By way of background, I've been prompted to think along these lines by David Shorthouse's observation that we could place a taxonomic hierachy under version control (e.g., github) and deal with changes/multiple versions that way. I've also been inspired by tools such as couchdb, which is a schema-less database that one can talk to directly via HTTP. This reflects a trend where people are starting to exploit the untapped power in some basic, well-known technologies (such as the HTTP protocol), avoiding the need for lots of middle-ware in the process (why write stuff in Java/Ruby/PHP, etc. when HTTP GET, PUT, POST, etc. cover the bases?). Another inspiration is Dropbox, which enables replication of files across multiple machines and the web. The web interface to Dropbox is very clean, and essentially mirrors the local folder structure.

So, in some ways this probably sounds silly, and closely resembles the naive way many of us started making digital versions of taxonomies, and it will have many database people rolling their eyes and muttering about "data consistency" and "queries". But, a key thing to remember is that the file system is a database that resides under a graphical user interface, and it maintains some forms of consistency that classical relational databases are poor at handling. For example, file systems enforce hierarchical consistency (if I move a folder to another folder, all the files and folders below that folder move as well). Of course, we can program this with a relational database, but our track record in doing this is pretty miserable. I've found inconsistencies in versions of ITIS (haven't checked recently), and last years' Catalogue of Life database had all sorts of orphans lurking in the tree table.

Then there's the GUI. If I write a taxonomic database in the classical way, I need to write code to talk to the database, edit records, support user authentication, data versioning, etc. If I use the file system, I get this pretty much for free. Authentication? It's called the login screen. Versioning? I put it in a public repository like Google Code or github, and that takes care of that (plus I get online authentication for free). Editing? Well, I can drag and drop items onto folders, and I can open them in native editors.
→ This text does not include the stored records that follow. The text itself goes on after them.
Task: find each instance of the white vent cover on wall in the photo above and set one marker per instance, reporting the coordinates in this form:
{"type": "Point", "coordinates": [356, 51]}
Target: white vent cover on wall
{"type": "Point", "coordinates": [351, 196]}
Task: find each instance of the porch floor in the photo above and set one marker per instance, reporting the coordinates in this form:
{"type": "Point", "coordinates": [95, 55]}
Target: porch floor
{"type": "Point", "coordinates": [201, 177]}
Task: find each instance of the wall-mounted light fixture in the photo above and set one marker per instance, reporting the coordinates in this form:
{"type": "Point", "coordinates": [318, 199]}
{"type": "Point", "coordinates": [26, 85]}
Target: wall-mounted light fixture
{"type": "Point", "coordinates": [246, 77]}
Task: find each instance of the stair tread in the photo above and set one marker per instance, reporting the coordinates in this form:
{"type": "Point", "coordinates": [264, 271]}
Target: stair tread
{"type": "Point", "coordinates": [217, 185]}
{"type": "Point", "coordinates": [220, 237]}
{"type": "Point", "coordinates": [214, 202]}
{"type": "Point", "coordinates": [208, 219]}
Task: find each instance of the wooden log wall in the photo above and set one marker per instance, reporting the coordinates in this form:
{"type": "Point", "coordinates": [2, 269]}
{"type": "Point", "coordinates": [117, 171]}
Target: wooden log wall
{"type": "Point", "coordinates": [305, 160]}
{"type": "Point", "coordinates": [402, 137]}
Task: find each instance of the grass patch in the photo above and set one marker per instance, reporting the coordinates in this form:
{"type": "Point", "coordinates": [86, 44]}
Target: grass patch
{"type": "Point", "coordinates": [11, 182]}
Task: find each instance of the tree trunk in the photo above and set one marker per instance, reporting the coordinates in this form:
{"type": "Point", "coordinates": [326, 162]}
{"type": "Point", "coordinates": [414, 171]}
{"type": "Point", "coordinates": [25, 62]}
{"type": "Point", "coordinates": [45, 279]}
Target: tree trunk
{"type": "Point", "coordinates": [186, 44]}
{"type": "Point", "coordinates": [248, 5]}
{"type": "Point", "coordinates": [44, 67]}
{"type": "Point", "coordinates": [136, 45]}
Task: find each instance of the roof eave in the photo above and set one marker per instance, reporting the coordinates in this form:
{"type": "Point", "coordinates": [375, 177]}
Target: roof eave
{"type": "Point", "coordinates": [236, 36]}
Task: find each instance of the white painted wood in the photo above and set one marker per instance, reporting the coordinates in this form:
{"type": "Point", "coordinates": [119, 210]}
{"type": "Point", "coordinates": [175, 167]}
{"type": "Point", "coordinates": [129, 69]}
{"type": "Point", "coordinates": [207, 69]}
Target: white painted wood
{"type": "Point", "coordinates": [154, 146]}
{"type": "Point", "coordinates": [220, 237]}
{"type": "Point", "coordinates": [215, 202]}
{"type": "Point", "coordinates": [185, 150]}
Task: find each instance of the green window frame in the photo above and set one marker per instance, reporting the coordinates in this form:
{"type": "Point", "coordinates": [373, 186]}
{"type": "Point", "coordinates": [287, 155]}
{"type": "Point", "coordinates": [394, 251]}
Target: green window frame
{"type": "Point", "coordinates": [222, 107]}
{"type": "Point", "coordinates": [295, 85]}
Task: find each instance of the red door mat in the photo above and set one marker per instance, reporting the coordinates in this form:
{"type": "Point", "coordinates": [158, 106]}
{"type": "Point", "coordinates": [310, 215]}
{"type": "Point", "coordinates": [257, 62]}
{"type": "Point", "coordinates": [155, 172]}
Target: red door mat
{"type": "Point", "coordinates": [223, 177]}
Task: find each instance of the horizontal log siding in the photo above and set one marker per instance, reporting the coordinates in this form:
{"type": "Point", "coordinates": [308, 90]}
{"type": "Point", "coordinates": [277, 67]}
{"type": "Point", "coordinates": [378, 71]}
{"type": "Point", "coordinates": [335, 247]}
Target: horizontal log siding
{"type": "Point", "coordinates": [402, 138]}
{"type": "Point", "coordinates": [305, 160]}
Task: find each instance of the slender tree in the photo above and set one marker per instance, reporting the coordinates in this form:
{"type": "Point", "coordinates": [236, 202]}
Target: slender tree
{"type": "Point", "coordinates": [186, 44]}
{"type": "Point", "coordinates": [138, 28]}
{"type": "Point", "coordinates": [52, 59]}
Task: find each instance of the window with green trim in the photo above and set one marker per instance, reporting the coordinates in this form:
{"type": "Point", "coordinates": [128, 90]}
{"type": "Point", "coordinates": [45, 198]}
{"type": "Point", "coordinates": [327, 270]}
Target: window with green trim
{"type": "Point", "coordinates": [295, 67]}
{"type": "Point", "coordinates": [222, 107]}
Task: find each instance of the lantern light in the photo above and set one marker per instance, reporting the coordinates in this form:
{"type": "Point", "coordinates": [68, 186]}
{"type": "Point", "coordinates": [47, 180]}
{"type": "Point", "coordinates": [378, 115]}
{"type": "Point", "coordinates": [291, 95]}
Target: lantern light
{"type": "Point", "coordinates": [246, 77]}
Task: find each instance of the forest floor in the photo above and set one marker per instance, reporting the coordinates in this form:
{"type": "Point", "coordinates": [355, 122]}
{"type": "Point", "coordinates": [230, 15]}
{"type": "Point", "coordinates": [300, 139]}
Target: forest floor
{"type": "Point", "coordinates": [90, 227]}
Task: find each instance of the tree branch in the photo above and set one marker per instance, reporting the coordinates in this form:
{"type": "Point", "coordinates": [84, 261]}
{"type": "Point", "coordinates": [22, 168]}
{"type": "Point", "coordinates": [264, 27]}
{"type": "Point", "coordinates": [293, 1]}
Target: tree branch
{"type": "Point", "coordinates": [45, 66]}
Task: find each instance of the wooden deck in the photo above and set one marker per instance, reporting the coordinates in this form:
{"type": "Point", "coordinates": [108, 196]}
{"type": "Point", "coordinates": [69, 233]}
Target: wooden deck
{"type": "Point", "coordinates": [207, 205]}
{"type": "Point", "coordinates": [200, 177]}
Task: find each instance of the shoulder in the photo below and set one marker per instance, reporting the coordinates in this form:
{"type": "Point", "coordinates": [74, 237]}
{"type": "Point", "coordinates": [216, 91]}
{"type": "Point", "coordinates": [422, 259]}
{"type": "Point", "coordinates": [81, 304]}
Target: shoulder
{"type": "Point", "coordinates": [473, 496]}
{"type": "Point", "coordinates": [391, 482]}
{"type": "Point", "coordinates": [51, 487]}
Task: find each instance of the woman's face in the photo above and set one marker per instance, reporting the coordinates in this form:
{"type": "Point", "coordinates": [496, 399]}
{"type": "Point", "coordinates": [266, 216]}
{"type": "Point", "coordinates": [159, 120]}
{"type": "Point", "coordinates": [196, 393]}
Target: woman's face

What I envisage is replicating a taxonomic hierarchy on disk, and representing key-value pairs of attributes (such as taxon name authorship, bibliographic details) as text files where the name of the file is the key (e.g., publishedIn) and the content of the file is the value (e.g., doi:10.1590/S0101-81752005000300004). I could add images and PDFs, and the neat thing is that they have lots of useful metadata embedded inside (where, arguably, it belongs).

I'm also toying with the idea of using symbolic links (Windows users, look away now) to represent relationships such as basionym links to original names.

This is all a bit half-baked at present, but it seems worth pursing. One could argue that having a full taxonomic hierachy is overkill (and raises the issue of which one to use), but binomial names are themselves hierachical (species epithet nested inside genus name), so we need some degree of hierarchy anyway. I like the idea that copying a folder called "behreae" in the folder "Pinnixa" and placing the copy under "Austinixa", then within Austinixa/behreae adding a symbolic link to Pinnixa/behreae pretty much takes care of synonomy. I also like the idea that one could download an entire taxonomy, and using just the native tools on your computer, edit and annotate it, then merge changes with a remote copy. It makes mamnaging the data little different from writing code.

In practise we'll want to add some things. It would be nice to have a web interface for browsing, but this could be as trivial as having a script that read the contents of a folder, display folders as HTML links, and list the files (keys) and their contents (values) in the web page.

Perhaps this is a little silly, but I like the idea of having data on my machine that is trivially easy to edit. I also like the idea of getting functionality for free, rather than having to invent it from scratch.